Saturday, November 1, 2008

Bloomberg starts push for Willets Point plan

[Arturo] Olaya and the Willets Point Defense Committee represent the nearly 200 businesses at Willets Point who rent their property from a landlord and have little leverage in the fight to redevelop the area as a result. Nonetheless, the group has been one of the most vocal critics of the plan — demanding that businesses be relocated and those that rely on one another to be moved together in clusters.

“We’re waiting for justice, you know? We’re waiting for these councilmen to say, at least give justice to these people. But we don’t know if that’s going to happen. We’re just waiting,” he said.

“It’s the same thing all the time, the city is neglecting us,” Olaya said. “When we went to the hearing, I talked at 4:00 in the afternoon and there was only one councilman there. When Lieber was there, there was 15. They never want to listen to us.”


Olaya, tenant businesses ‘waiting for justice’

Today, Mayor Bloomberg met about the plan with groups of council members, including the Brooklyn and Queens delegations, according to one member. Even with another contentious issue on the horizon--property taxes--the mayor devoted the meeting to the issue of Willets Point. He and other officials, including Deputy Mayor Robert Lieber, gave their pitch on the plan and fielded questions on cost, the environment and other aspects, according to one in attendance.

The project--which seeks to remake an industrial area in Queens near Shea Stadium, in part through eminent domain--has caused a fair amount of controversy, mostly stemming from the possible widespread use of eminent domain. The local council member, Hiram Monserrate, has strongly opposed the plan as presented, but has consistently left open the door for an agreement. If he votes against it ultimately (the council must vote by Nov. 18), the city would have to try to round up enough votes from the rest of the membership, a tall task as most typically defer to the local representative.

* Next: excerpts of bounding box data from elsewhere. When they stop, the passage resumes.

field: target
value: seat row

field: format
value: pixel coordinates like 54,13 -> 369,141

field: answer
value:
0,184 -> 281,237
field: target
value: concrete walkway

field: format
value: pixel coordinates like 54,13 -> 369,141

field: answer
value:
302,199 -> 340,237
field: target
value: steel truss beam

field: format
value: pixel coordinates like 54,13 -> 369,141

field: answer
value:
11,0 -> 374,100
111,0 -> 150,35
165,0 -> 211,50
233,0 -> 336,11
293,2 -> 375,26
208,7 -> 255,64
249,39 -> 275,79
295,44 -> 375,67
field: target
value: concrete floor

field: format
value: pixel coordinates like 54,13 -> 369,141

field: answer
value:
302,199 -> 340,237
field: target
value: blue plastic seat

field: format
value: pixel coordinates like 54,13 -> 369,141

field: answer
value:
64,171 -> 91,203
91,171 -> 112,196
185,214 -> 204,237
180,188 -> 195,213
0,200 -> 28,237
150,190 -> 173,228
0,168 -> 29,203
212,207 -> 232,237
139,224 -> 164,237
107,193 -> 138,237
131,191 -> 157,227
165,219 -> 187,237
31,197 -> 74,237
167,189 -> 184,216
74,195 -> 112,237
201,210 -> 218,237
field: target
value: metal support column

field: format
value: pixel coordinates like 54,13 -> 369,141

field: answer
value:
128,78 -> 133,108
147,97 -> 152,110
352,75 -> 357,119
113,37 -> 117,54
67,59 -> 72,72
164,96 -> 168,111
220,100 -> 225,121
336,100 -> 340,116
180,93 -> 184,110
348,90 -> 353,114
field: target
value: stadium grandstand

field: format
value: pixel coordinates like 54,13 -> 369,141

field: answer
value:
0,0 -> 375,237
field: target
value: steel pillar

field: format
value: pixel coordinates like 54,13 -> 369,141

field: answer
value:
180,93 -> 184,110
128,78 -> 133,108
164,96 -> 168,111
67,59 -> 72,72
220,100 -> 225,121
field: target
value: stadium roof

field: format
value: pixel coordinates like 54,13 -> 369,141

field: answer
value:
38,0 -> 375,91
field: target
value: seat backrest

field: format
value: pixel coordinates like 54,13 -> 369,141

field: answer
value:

Bloomberg Steps Into Willets Point Lobbying Push

5 comments:

Taxpayer said...

Let's watch the council members on this.

We already know that they are quick to give themselves and the Commissar something of great value they are clearly not authorized (by the voters) to give or take: a longer time in office.

So, how will they treat the private property, privately paid for, privately developed, but now publicly craved by the Commissar and his very wealthy developer cronies?

Will these council members once again abuse power and reach into our pockets to hand that private property over to wealthy developers?

And, then reach into our pockets to simply give those developers nearly $5 BILLION dollars to fritter away?

Just how destructively wretched are these council members?

Anonymous said...

anyone who votes this thru should be voted out!!!!

Anonymous said...

Keep adding Zeros on the plan "taxpayer"

The City has allocated 400 million for the plan. Not ONE BILLION and certainly not FIVE BILLION of taxpayer dollars.

The dollars spent on purchasing, remediating and providing infrastructure will be recouped from the developer. So there is actually very little taxpayer dollars being spent here.

Despite your Rantings.

Anonymous said...

Leiber has admitted that the City will have to compromise the amount it recoups from the developer, if any, if that's what it will take to bring a developer on board. So at present, there's no assurance that taxpayer money will be recouped. In fact, given the economic climate, the developer will likely push hard to pay a minimal amount, if anything at all, for the property.

Anonymous said...

In any case if they give the cleaned up land and infrastructure we are still only talking about a 400 million dollar expediture NOT a BIllion or FIVE Billion taxpayer dollars

And this amount includes monies for the new highway access ramps going into and out of Willets Point.